William swallows. “I asked her what she was doing at home by herself. And she told me she got into trouble and was kicked out of choir. I told her that she should have waited for her brother, but she got really mouthy with me. I lost it and—I slapped her.” He stops. It was much more than a slap, but he’s not going to tell them that. He’s not going to tell them everything.
“And then?” Bledsoe asks.
“I apologized! I told her I was sorry, that I should never have slapped her. That I loved her, and I should have behaved better. But she wouldn’t say anything or look at me.” He looks Bledsoe in the eye and says, “And then I left.”
He can tell Bledsoe doesn’t believe him. “That’s why I was so certain she must have run away, at least initially,” William rushes on. “You see? She was angry at me for slapping her, so she must have left the house again after I did, and someone took her, and you have to find her—”

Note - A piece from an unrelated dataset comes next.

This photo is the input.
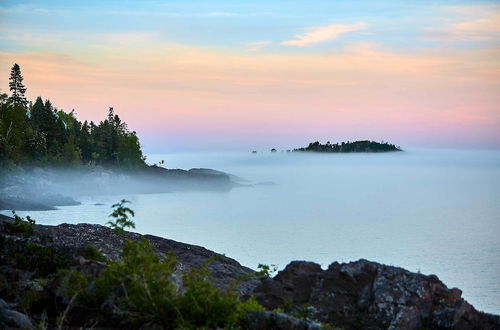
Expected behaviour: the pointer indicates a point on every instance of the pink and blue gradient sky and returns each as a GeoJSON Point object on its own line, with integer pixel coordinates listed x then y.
{"type": "Point", "coordinates": [225, 75]}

Gully interjects. “Why didn’t you tell us before that you were in the house, that you were the one who hung up her jacket? It might have saved us a lot of time.”
“Because I knew how it would look—that you’d assume I’d done something with her, but obviously I didn’t.”
“It’s not obvious to me,” Bledsoe says heavily.
William looks back at the detective, afraid.
Bledsoe leans in closer to William over the table. “You were there. You had an argument and you slapped her. No one has seen her since. No one saw her leave the house. I think she left the house in the trunk of your car.”
William feels himself go pale. “No.” He shakes his head. “No, that’s ridiculous. That’s not what happened.”
Bledsoe leans back in his chair again and says, “You’d think a father who wanted his daughter back more than anything would have told us that he’d been there, that he’d hung up her jacket. An innocent father who wanted to see his daughter alive again wouldn’t have lied to the police.” He adds, “To his wife.”
The detective’s face swims before William’s eyes. He feels a tightness in his chest.
“We’re having your car processed in the lab—every square inch. We’ll soon know if your daughter was in the trunk of your car.” Bledsoe leans in even closer. “We’ve already found something else in your car.”
William slumps in his chair. He feels like he’s had all the stuffing kicked out of him. Finally, he says, “That has nothing to do with my daughter.”